La última vez que la vio ella partía en un viaje.

—Voy a volver antes de que te des cuenta de que me fui. —Le dijo, mostrando su sonrisa partida. Y había sido así, tanto tiempo había pasado que parecía sepultada toda vivencia con ella. Sin embargo, nada parecía haber cambiado. Todo el escalofrío y el nerviosismo habían puesto a Hunter al límite, como si le hubiesen arrastrado a su pasado a la fuerza, devolviéndolo a su procaz juventud.

Entre tanto, ni se había percatado de que se había detenido frente a una familia de indigentes, que le hablaba, pero él no escuchaba.

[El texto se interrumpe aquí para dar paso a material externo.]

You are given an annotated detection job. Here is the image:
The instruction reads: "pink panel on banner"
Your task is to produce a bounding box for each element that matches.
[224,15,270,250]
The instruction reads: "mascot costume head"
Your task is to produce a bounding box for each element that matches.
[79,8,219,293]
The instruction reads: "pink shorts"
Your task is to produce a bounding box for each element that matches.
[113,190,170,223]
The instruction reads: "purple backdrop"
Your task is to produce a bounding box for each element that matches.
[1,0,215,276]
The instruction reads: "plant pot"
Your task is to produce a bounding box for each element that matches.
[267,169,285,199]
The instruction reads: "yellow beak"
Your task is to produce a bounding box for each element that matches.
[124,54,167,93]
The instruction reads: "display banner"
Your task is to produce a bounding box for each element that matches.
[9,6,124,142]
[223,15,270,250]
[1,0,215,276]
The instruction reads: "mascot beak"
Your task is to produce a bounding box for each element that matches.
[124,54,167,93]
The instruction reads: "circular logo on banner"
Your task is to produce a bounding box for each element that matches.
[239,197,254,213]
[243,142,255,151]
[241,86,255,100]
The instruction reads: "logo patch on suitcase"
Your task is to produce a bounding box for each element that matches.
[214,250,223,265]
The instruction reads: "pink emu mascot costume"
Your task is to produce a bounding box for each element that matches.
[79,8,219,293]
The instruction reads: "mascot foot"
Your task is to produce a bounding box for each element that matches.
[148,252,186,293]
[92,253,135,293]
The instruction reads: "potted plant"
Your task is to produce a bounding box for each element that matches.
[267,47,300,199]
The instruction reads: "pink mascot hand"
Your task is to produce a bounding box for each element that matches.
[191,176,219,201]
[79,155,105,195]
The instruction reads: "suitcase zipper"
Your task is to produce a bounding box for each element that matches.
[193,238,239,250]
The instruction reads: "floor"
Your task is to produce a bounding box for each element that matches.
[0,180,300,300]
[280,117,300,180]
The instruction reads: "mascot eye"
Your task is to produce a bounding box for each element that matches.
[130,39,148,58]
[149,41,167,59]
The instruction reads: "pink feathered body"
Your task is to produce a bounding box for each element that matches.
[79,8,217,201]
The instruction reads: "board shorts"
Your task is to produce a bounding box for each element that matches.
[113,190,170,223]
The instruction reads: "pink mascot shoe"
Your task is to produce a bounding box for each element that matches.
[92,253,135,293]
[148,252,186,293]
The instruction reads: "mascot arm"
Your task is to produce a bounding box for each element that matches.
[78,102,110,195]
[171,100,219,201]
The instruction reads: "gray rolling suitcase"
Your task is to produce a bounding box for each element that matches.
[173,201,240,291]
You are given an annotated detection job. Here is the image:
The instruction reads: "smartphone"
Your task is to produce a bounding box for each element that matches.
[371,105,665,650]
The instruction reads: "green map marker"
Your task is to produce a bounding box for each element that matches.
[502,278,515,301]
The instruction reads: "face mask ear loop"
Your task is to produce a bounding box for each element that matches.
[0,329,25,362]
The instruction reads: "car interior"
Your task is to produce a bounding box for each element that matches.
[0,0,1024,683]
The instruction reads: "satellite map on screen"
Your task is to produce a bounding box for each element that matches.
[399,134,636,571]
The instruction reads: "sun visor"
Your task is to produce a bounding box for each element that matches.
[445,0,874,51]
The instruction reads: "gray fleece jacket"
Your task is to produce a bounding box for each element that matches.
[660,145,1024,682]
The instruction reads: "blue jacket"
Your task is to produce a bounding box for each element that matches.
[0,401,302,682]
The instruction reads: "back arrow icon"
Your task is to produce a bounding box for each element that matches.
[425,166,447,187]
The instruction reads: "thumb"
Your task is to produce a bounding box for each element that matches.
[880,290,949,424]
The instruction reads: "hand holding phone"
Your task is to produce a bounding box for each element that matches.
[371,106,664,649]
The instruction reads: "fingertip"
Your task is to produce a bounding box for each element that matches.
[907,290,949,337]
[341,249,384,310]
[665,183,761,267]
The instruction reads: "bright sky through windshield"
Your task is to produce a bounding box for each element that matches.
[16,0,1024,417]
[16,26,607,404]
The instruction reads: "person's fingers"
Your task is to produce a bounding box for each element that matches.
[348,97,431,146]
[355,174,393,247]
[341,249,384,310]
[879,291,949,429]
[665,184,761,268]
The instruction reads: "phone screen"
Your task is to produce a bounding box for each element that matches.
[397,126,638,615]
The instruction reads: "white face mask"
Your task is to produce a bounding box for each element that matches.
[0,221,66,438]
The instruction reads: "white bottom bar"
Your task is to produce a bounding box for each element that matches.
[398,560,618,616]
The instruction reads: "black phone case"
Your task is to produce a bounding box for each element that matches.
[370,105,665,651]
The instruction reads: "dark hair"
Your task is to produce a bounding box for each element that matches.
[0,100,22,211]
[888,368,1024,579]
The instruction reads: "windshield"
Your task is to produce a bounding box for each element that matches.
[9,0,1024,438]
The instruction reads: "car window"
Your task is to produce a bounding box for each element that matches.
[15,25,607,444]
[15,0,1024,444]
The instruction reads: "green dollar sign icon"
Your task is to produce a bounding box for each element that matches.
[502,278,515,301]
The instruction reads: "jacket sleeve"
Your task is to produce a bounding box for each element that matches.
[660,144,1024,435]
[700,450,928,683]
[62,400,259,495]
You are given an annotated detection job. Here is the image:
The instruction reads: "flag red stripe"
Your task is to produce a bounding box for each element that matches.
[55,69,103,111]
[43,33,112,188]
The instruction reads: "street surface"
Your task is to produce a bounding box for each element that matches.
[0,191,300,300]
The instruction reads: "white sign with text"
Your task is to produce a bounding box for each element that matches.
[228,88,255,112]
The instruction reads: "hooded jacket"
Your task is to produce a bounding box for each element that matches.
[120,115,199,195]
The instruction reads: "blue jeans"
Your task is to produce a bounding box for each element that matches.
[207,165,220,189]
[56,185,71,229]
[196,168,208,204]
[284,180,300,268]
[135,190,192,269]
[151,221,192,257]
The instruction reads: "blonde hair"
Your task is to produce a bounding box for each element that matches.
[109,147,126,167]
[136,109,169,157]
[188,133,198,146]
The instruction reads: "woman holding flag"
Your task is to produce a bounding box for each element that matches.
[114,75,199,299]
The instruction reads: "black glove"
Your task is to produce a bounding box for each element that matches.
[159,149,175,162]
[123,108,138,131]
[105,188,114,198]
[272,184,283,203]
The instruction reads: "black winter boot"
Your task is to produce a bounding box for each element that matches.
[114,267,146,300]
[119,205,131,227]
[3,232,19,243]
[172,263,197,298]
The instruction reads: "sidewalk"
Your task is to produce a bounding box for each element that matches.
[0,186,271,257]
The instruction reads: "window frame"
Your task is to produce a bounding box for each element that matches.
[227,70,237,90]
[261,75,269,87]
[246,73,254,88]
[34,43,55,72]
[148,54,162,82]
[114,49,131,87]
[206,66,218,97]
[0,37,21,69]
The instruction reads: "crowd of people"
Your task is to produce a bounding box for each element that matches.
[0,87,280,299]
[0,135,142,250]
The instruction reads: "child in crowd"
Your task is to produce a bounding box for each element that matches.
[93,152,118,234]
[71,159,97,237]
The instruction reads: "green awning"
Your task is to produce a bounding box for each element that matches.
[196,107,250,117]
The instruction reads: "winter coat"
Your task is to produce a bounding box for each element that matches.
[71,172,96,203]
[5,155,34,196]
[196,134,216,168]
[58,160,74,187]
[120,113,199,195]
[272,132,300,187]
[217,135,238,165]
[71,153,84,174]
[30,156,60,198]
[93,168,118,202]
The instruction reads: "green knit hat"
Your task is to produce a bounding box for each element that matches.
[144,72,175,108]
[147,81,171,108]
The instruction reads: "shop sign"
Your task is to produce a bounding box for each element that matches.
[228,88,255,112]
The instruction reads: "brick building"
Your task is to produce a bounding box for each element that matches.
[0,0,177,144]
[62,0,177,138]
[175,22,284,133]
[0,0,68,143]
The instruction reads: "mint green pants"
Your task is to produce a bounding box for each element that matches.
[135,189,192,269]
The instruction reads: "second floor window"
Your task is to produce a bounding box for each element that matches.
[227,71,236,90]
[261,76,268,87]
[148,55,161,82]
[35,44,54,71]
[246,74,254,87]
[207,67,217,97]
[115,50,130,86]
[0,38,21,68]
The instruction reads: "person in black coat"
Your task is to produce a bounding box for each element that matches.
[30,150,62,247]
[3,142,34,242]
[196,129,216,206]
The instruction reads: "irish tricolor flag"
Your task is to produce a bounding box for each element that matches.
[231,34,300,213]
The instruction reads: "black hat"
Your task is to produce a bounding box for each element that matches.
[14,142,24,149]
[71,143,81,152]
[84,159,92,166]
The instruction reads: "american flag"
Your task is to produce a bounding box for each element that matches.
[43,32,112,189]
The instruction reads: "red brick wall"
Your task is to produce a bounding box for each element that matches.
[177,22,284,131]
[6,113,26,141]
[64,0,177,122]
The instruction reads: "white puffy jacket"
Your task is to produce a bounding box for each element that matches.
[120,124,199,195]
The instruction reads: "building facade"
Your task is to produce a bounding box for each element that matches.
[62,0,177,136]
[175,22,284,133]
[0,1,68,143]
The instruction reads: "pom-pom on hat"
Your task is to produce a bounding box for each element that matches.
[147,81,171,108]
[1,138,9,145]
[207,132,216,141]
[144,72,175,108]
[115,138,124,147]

Acercándose a ellos, todavía sin escuchar, se sentó a su lado.

Poco a poco se fue tranquilizando, dejando a su conciencia respirar; quizás había exagerado con tanto alboroto… sí, a lo mejor sí. Después de todo, ¿por qué se ponía así por tal pequeño suceso? Hace años que no veía a Gabriela, a la cual había admirado y amado con fervor, a la cual le había contado sus secretos y planes… sin embargo ella se mudó de continente sin más que una vana promesa. No debía él, sino ella, alterarse.

De refilón miró a quien parecía ser el padre de aquella familia, no presentaba mal aspecto ni nada por el estilo. Tampoco sus dos hijos y su mujer, simplemente se hallaban en la acera esgrimiendo su desolación. Pensó en que al menos ellos se tenían los unos a los otros.

Él no había podido, o no había querido, o no había sucedido.

—¿Busca algo, señor? —dijo de repente el padre de la familia.

Hunter giró sobre su hombro lentamente y lo contempló durante unos instantes.

—Sí… de hecho sí —Hunter se incorporó extrañado y asintió con su sombrero a modo de saludo.

Sin quererlo, sentimientos invasivos empezaron a alterarlo nuevamente; ahora se preguntaba si habría hecho bien en irse sin más, huyendo como un cobarde de su pasado. No podía tenerse quieto, el fastidio ocupaba su cabeza. Se levantó con estrépito, cavilando. Comenzó a caminar nuevamente hacia el cine, pero a paso lento.